Monday, February 03, 2014

Number One Gun



So, we come to our the third and last trailer in our brief Lindsay Shonteff season of random movie trailers.  Well, I say trailer, but this - the only footage related to Number One Gun that I could find anywhere online - looks more like a promo reel of the sort you'd show potential distributors.  Indeed, I know that Shonteff had real problems getting any distributors, anywhere, to buy this movie.  He took a big financial hit as a result.  As far as I know, it was never distributed in the UK or US, which would explain the lack of an English-language trailer. 

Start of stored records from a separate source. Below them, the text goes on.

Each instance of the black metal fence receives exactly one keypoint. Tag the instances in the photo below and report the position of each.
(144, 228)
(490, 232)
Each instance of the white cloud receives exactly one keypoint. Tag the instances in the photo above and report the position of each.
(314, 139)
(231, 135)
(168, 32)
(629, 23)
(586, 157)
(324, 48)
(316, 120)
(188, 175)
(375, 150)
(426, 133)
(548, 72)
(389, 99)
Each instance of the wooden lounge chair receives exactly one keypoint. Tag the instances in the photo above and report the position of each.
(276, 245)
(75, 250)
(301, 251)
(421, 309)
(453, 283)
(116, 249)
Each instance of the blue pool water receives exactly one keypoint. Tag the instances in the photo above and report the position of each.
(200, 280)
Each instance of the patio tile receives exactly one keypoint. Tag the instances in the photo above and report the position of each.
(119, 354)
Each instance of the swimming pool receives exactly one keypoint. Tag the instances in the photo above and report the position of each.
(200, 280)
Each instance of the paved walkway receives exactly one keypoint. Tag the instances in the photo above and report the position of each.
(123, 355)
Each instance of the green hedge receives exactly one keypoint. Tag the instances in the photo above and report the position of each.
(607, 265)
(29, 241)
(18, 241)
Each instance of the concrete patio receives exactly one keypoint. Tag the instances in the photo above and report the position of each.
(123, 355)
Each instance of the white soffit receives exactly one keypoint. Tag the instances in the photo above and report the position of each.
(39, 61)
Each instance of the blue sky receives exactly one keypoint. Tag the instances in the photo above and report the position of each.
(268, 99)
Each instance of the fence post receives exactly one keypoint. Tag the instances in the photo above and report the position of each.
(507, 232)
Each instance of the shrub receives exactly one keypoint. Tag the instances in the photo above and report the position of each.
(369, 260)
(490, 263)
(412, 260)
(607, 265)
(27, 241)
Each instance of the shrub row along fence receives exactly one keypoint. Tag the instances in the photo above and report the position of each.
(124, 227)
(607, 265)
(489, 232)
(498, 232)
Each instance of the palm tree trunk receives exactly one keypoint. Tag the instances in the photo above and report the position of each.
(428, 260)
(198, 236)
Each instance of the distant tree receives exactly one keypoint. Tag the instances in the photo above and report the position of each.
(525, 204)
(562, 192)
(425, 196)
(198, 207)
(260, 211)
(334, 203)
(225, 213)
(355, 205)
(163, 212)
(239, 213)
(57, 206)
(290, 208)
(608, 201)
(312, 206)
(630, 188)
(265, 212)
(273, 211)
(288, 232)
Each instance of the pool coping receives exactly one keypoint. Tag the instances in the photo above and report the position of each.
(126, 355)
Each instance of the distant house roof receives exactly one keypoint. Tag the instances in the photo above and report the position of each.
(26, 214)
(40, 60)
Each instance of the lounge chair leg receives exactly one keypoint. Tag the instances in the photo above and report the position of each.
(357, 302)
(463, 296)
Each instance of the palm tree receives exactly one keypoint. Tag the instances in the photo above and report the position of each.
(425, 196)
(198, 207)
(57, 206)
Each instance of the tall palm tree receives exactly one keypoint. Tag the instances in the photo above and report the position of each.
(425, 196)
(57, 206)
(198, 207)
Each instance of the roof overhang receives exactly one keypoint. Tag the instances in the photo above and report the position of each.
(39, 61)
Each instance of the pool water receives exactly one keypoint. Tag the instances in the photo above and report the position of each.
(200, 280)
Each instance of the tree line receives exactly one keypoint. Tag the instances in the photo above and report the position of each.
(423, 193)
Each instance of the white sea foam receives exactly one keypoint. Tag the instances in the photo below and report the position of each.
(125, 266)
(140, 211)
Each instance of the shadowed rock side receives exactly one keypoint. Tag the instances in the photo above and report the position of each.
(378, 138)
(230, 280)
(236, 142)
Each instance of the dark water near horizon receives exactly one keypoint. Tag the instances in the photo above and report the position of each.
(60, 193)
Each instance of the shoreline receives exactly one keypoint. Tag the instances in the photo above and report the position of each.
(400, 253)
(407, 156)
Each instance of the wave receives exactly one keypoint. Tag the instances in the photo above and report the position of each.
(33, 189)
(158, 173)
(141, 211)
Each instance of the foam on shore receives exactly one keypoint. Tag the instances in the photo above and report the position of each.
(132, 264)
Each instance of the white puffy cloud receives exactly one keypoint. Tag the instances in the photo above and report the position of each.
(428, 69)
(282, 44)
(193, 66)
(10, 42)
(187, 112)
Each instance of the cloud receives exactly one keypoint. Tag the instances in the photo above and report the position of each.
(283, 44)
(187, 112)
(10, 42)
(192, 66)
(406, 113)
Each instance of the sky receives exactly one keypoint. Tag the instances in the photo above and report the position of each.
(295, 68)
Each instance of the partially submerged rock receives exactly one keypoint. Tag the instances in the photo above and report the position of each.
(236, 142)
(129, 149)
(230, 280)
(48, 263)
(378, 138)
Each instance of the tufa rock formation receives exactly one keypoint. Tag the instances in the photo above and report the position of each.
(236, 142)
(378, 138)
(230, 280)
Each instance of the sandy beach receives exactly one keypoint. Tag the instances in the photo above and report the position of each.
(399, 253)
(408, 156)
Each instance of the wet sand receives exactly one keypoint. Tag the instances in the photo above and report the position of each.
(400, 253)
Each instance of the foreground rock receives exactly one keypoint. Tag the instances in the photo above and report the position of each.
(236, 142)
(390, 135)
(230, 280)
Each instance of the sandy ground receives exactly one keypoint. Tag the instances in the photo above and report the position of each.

Anyway, this is the third and final film to feature the UK's 'Number One' secret agent, Charles Bind, played by yet another different actor.  Whilst Number One's previous incarnations, Nicky Henson and Gareth Hunt, had both enjoyed relatively high-profile roles on TV (and in Henson's case, film as well), Michael Howe, who took over the role for this outing, was a relative unknown, reflecting, no doubt, a drastically reduced budget, (which, bearing in mind the shoestring budgets of the previous two films, is really saying something).  Best known for having played the lead in a children's TV drama in the early 1970s, Number One Gun didn't make Howe into a film star, although he continues to make guest appearances on TV, appears in the occasional film and has enjoyed a successful stage career (I believe he's currently appearing in the West End in the Lloyd-Webber musical Scandal).

Another sign of the reduced budget is the fact that Number One is now toting only a single magnum revolver, rather than the pair sported by both Henson and Hunt in their outings.  Indeed, the footage in this trailer generally looks far less slick than in the previous films, with the appearance of a TV episode rather than a feature film.  Most interestingly, whilst the first two films were clearly parodying the then contemporary Roger Moore Bond movies, this one seems to parodying those first two films, with every scene apparently played for laughs.  Of course, by the time Number One Gun appeared, Timothy Dalton was 007 and the Bond series had taken a more serious turn. 

So, there you have it, three trailers representing the career of a low-budget film maker who managed to a carve a reasonably successful career at a time when the, according to populat wisdom, the British film industry was all but dead and buried.  Yet Shonteff continued to find funding and continued to make films - most of which actually made money.